MUSA ANTER'den BİR SOYKIRIM ANISI...


Musa ANTER, Babanzade ailesinden Zihni Paşa'nın oğlu, gazeteci ve ekonomi profesörü H. ŞÜKRÜ BABAN (1890-1980)'dan naklen 1915 soykırımına dair şu anıyı aktarıyor.

“Şükrü Baban’ın bana anlattığı bir başka anısı daha vardı. Kanımca, burada aktaracağım bu anısı, hem tarihi bakımdan, hem de günümüz bakımından önem taşıyor. Şöyle anlatmıştı bunu Şükrü Baban:

‘Babam Zihni Paşa Beyrut valiliğinden emekli olmuştu. Kendisi Talat Paşa’nın yakın dostu idi. Talat Paşa, aşağı yukarı her Cuma tatilinde Süleymaniye’deki köşkümüze gelir; Babamla hem rakı içer, hem de satranç oynarlardı. Ben de o ara, yani 1915’de Siyasal Bilgiler Fakültesini bitirmiş, Fransa’dan yeni gelmiştim. Paris’te biraz daha kalmak istiyordum ama harp başlayınca geri dönmek zorunda kaldım.
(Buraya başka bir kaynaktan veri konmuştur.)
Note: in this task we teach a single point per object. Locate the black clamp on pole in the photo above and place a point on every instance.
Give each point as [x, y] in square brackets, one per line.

Bir Cuma gün, uşaklar, beni paşa babamın çağırdığını söylediler. Selamlığa gittim. Babamla Talat Paşa’nın elini öptüm. Talat Paşa, “Oo! Maşallah Şükrü, sen kocaman bir delikanlı olmuşsun... Okulu da bitirmişsin öyle mi? ‘Enver Paşam’ dedim. ‘Öyleyse oğlum, bugünden itibaren seni Osmanlı İmparatorluğu İskan Umum Müdürlüğü’ne tayin ettim’ dedi. Ben şaşkın şaşkın. ‘Paşa Amca, kimleri iskan edeceğim?’ deyince güldü ve ‘Oğlum Ermenileri İskan edeceksin’ dedi. ‘Peki, Ermeniler meskun değil de göçebeler mi? Ben bu işi nasıl yaparım, bilmem ki’ deyince bir kahkaha attı ve, ‘Şükrü, sen Paris’e gittin ama hala çocuksun... Oğlum, kolaydır; sen emir vereceksin, Erzurum’daki Ermeniler Muş’a gelince yolda iskan olurlar; Van’ınki Bitlis’de; Bitlis’inki Siirt’de; Diyarbekir’inki Urfa’ya, Urfa’nınki Mardin’e ve Mardin’inki de Musul’a giderken yolda iskan olurlar.’ Bu, yoldaki sözüm ona iskanı ve fecaati anlayınca sapsarı kesildim, dilim dönmez oldu. Hemen dışarı çıkmamı emrettiler. Haremliğe giderken annem halimi sordu, anlatamadım. O heyecanla ertesi cumaya kadar ne rahat yedim içtim, ne de uyudum.

Ertesi Cuma beni yine çağırdıklarında büsbütün elim ayağım titredi; şayet yine beni göreve zorlarlarsa, ya Paris’e kaçar veya intihar ederim diye düşündüm. Ama öyle olmadı. İçeri girince Talat Paşa halimi görüp, ‘Korkma, korkma, gel. Sanki senden başka Şükrü yok mu? Daha iyi Şükrü’yü bulduk’ dedi...’

‘Daha iyi Şükrü’ dediği, bu olayda iskan müdürü ve ustaca tecrübesinden ötürü Atatürk devrinde içişleri bakanı olan Şükrü idi. Ki bu kaabiliyetinden ötürü Atatürk kendisine ‘Kaya’ soyadını vermişti: ŞÜKRÜ KAYA! Çünkü Cumhuriyet döneminde de iskan sorunu vardı. Ama bu sefer Ermenilerin değil, Kürtlerin iskanı söz konusuydu.”

(Musa Anter, “Hatıralarım”, Cilt 1, İstanbul, 1991, s.70-71)

FOTOGRAF: "Daha iyi ŞÜKRÜ", Ermeni soykırımın "İskân"(!) Umum Müdürü Şükrü KAYA (1883-1959, Yalova'da Atatürk'le beraber. Şükrü KAYA , Kürtlere karşı yürütülen bütün imha, sürgün ve soykırımlar sırasında da (1927-1938) İçişleri Bakanı idi...

Daha önce Dışişleri Bakanlığı ve daha sonra CHP Genel Sekreterliği yaptı.

Şükrü KAYA, bize soykırımcı kadroların Cumhuriyet dönemindeki rollerine; sürgün, soykırım ve asimilasyonla yürüyen "ETNİK ARINDIRMA!" politikalarının devamlılığına tanıklık eden bir figürdür.